Molecular mechanisms of bundled actin structure assembly by formins

PROJECT SUMMARY The goal of this research is to understand how formins shape the architecture and dynamics of the actin cytoskeleton. Formins are a uniquely versatile family of actin regulatory proteins that stimulate both filament nucleation and elongation. Actin filaments assembled by formins are incorporated into a diverse set of higher- order structures that support essential cellular functions, including migration, division, and transport. Mammals express 15 formin isoforms, each of which possesses unique actin assembly properties and plays a specific role in cells. Consistent with this specialization, mutations in individual formin genes are linked to a broad range of diseases and pathologies, including neurological disorders, kidney disease, microcephaly, cardiomyopathy, and several cancers.
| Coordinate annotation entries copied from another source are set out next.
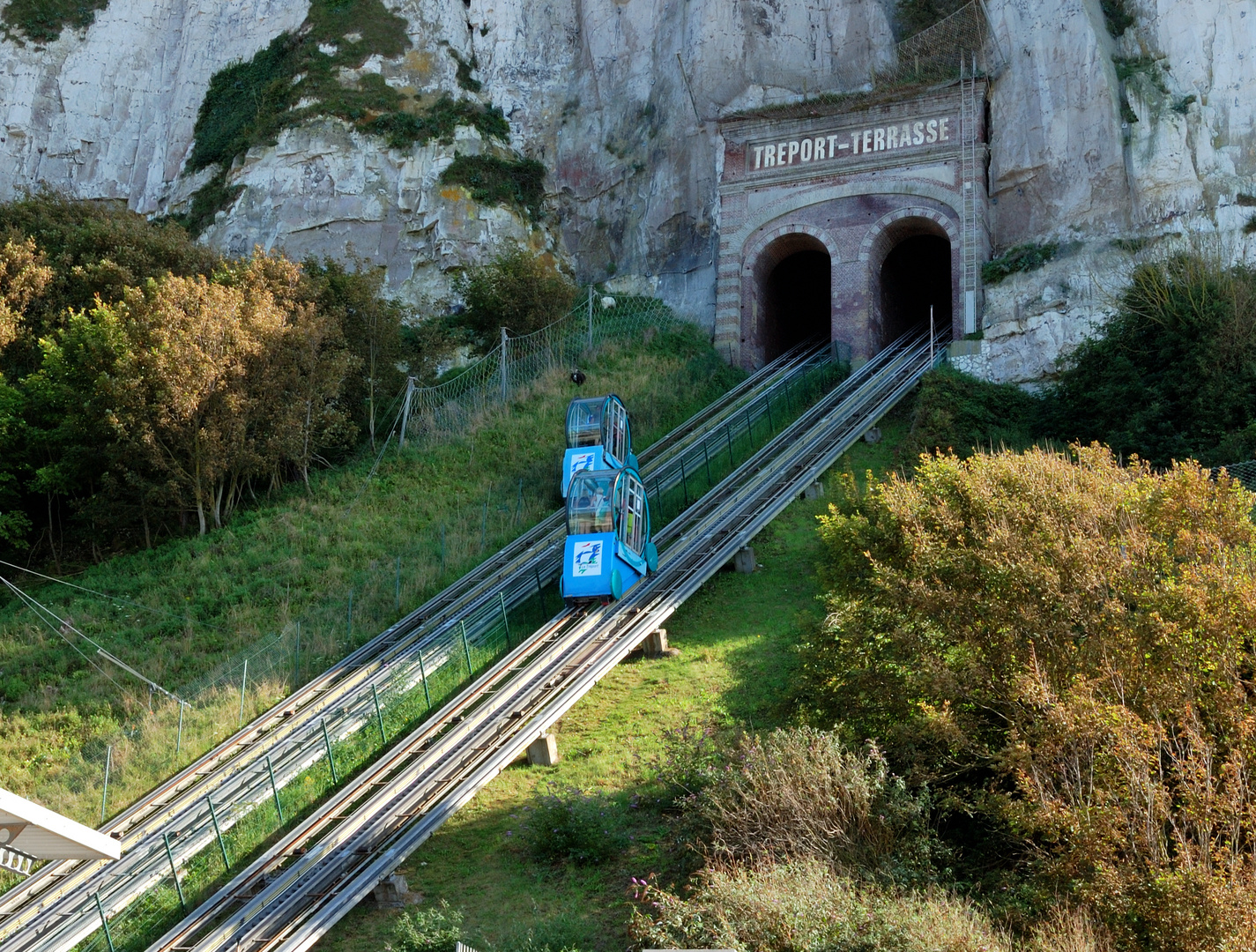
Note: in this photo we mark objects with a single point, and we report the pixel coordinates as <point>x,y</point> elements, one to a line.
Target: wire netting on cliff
<point>958,46</point>
<point>449,408</point>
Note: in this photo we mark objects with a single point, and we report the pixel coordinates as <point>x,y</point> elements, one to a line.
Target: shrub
<point>43,20</point>
<point>517,290</point>
<point>1173,375</point>
<point>800,792</point>
<point>572,825</point>
<point>1022,257</point>
<point>435,930</point>
<point>249,103</point>
<point>956,411</point>
<point>1061,642</point>
<point>1116,17</point>
<point>803,905</point>
<point>692,759</point>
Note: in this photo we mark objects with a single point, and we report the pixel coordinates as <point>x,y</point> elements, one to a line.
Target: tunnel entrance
<point>797,294</point>
<point>915,275</point>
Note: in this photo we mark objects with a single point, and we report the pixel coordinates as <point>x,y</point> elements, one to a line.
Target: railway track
<point>56,907</point>
<point>288,898</point>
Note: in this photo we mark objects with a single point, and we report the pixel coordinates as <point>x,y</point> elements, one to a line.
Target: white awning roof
<point>41,834</point>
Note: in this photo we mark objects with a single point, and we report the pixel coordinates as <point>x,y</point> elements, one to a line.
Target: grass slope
<point>190,605</point>
<point>735,639</point>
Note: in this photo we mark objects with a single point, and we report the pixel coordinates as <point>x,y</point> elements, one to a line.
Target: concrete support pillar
<point>543,753</point>
<point>390,892</point>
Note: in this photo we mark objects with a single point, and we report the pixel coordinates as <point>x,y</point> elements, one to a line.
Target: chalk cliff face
<point>618,98</point>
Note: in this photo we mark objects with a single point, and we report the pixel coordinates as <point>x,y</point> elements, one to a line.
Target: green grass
<point>190,605</point>
<point>735,639</point>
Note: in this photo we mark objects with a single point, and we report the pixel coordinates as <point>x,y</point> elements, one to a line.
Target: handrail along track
<point>289,897</point>
<point>56,907</point>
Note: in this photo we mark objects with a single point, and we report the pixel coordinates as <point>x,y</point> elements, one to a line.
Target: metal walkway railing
<point>437,646</point>
<point>293,893</point>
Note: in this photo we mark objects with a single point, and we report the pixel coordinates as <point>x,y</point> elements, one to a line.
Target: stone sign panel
<point>851,224</point>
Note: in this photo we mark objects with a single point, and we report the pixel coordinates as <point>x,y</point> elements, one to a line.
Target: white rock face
<point>108,112</point>
<point>618,98</point>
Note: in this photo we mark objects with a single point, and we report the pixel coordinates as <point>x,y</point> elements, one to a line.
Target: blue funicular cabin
<point>598,437</point>
<point>608,547</point>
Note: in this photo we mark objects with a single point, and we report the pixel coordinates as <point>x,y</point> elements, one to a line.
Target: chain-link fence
<point>449,408</point>
<point>1245,472</point>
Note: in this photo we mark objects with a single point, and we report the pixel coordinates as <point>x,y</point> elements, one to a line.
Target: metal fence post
<point>244,682</point>
<point>274,789</point>
<point>505,621</point>
<point>422,673</point>
<point>174,872</point>
<point>505,377</point>
<point>218,831</point>
<point>104,794</point>
<point>327,740</point>
<point>380,716</point>
<point>104,922</point>
<point>405,413</point>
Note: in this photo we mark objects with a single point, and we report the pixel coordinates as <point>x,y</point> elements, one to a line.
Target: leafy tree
<point>1060,646</point>
<point>1173,375</point>
<point>517,290</point>
<point>372,328</point>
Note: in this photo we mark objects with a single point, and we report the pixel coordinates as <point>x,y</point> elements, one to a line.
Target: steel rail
<point>286,898</point>
<point>53,884</point>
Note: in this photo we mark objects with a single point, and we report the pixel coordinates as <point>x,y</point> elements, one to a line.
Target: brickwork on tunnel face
<point>854,185</point>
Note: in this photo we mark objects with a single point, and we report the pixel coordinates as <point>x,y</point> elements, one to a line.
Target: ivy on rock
<point>321,70</point>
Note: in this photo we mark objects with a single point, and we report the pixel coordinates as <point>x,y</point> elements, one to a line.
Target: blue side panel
<point>628,573</point>
<point>587,564</point>
<point>583,457</point>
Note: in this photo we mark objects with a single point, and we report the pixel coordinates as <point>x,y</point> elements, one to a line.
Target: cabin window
<point>588,504</point>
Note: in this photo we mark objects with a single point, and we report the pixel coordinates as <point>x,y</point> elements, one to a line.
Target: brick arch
<point>881,239</point>
<point>759,259</point>
<point>895,227</point>
<point>754,250</point>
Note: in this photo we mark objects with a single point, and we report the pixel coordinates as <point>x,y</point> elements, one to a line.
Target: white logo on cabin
<point>582,461</point>
<point>587,559</point>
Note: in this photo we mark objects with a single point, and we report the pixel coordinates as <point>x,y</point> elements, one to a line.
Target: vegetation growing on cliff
<point>1116,17</point>
<point>1173,375</point>
<point>1022,257</point>
<point>517,290</point>
<point>43,20</point>
<point>500,181</point>
<point>1057,647</point>
<point>316,71</point>
<point>915,15</point>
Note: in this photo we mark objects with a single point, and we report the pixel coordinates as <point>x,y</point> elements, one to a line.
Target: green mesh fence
<point>450,408</point>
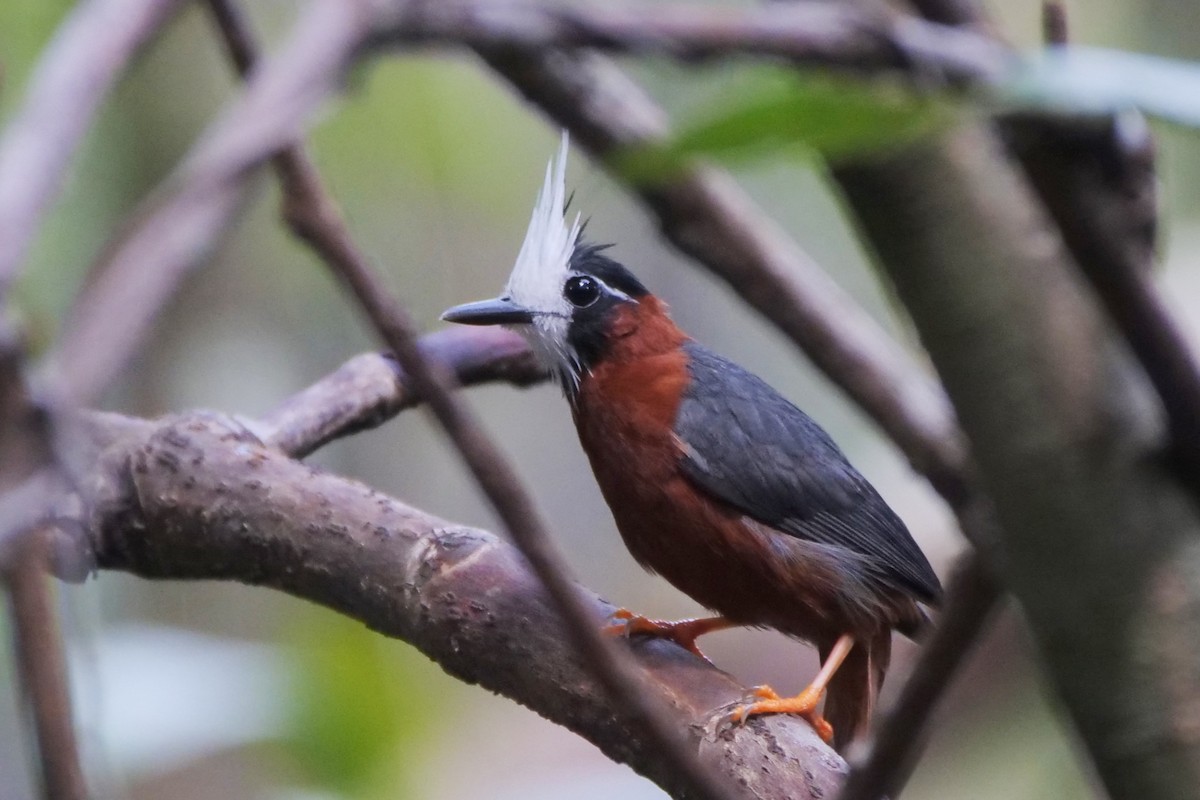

However, despite their foundational roles as regulators of actin assembly, it is unknown how the polymerization activity of each formin isoform is tailored for the assembly of a specific actin structure. To bridge this gap in understanding, our goal is to establish how the broad range of formin activities influences actin network physiology and dynamics. Our central hypothesis is that formins direct the assembly and specialization of higher-order actin structures by generating binding sites for bundling and severing proteins at isoform-specific rates. We will use a combination of biophysical and cell biological approaches to test this hypothesis by pursuing three specific aims: (1) to elucidate the mechanism that underpins the adaptable polymerization activities of formins, (2) to investigate the effects of formin-mediated elongation on actin filament bundling, and (3) to assess the interdependent contributions of filament nucleation, elongation, and turnover to actin structure dynamics. Our work will establish at a molecular level how formins dynamically regulate the construction, specialization, and function of cytoskeletal structures that are essential for cellular viability and human development. In light of the diversity of formin isoforms, our results will generate fundamental insights into the molecular and temporal regulation of a large number of cellular processes. This will inform and guide our understanding of the molecular pathologies underlying a diverse set of human diseases linked to mutations in formin genes.